We are immigrants from different parts of the world, united by the Sanskrit origins of our names (Ananda means bliss and Shiva means auspicious), by our work in Madison’s immigrant communities and by the damaging tendency for people to see us and those we work with as faceless numbers. When we entered the U.S., we were given an entry number and date that determined the length of time we were allowed in the country. Over the years, we’ve been assigned an alien number, a temporary social security number, a temporary driver’s license number, an immigration case number and finally a naturalization number.
Many people have been very curious about our immigration status. Every time we are asked, we are reminded that we are a number attached to a piece of paper. Every time we advocate for other immigrants, we are reminded that they, too, are seen in terms of numbers.
At every meeting, during every press interview, we get peppered with a litany of questions: How many immigrants live in Dane County? How many are undocumented? How many are minor children? We understand the curiosity about immigration status. We understand curiosity about immigration statistics and how many of us don’t have the “right” numbers.

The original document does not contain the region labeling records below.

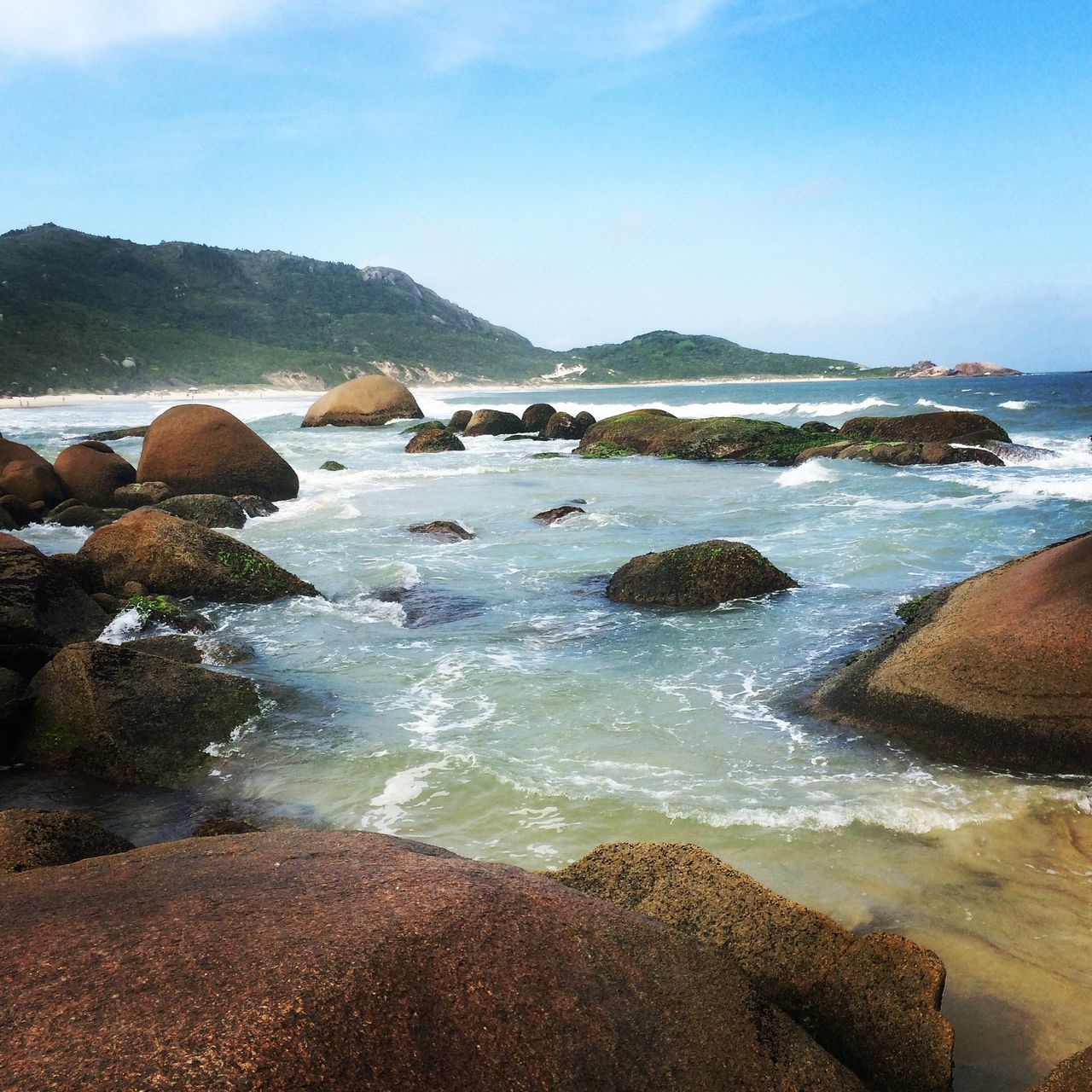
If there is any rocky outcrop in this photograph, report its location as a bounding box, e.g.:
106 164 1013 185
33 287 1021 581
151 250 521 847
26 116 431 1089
550 843 952 1092
520 402 557 433
839 410 1010 444
463 410 523 436
136 404 299 500
79 508 317 603
406 520 474 543
406 428 467 447
54 440 136 508
17 641 258 785
607 538 799 609
156 492 247 529
811 534 1092 773
0 534 110 677
0 808 133 874
303 375 425 428
0 831 863 1092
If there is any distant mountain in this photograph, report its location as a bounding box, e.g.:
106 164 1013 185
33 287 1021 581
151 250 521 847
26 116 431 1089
0 224 878 393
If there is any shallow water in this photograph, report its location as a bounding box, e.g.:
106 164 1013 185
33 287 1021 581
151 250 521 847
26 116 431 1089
0 375 1092 1092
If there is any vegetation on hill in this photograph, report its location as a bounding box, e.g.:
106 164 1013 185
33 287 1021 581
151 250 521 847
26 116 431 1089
0 224 877 394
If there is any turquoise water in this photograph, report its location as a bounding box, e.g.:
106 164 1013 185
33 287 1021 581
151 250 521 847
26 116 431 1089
0 375 1092 1089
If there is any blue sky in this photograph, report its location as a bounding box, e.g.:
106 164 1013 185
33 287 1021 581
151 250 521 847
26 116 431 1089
0 0 1092 370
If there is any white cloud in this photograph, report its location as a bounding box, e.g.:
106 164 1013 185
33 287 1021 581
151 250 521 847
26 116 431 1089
0 0 283 60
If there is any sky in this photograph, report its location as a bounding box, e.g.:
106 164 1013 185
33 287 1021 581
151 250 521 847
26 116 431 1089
0 0 1092 370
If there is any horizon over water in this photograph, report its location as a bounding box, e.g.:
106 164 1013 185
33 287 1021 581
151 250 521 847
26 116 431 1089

But you need to know that this curiosity is hurtful and harmful to us and our immigrant communities. Many of us have always lived in fear, but with this presidential election and the current climate, counting us — dehumanizing us with numbers — has become a real threat. Please, stop seeing us as numbers, stop counting us, stop creating opportunities for us to be rounded up and taken away in anonymity. Your need to stamp numbers on our faces is destroying our rights and ability to exist in peace and do our good work alongside you in our communities.
We are Ananda and Shiva and countless other community members and neighbors … not numbers.
Ananda Mirilli is a Latino Education Council board member.
Shiva Bidar-Sielaff is the co-chair of the Latino Health Council and a member of the Madison City Council.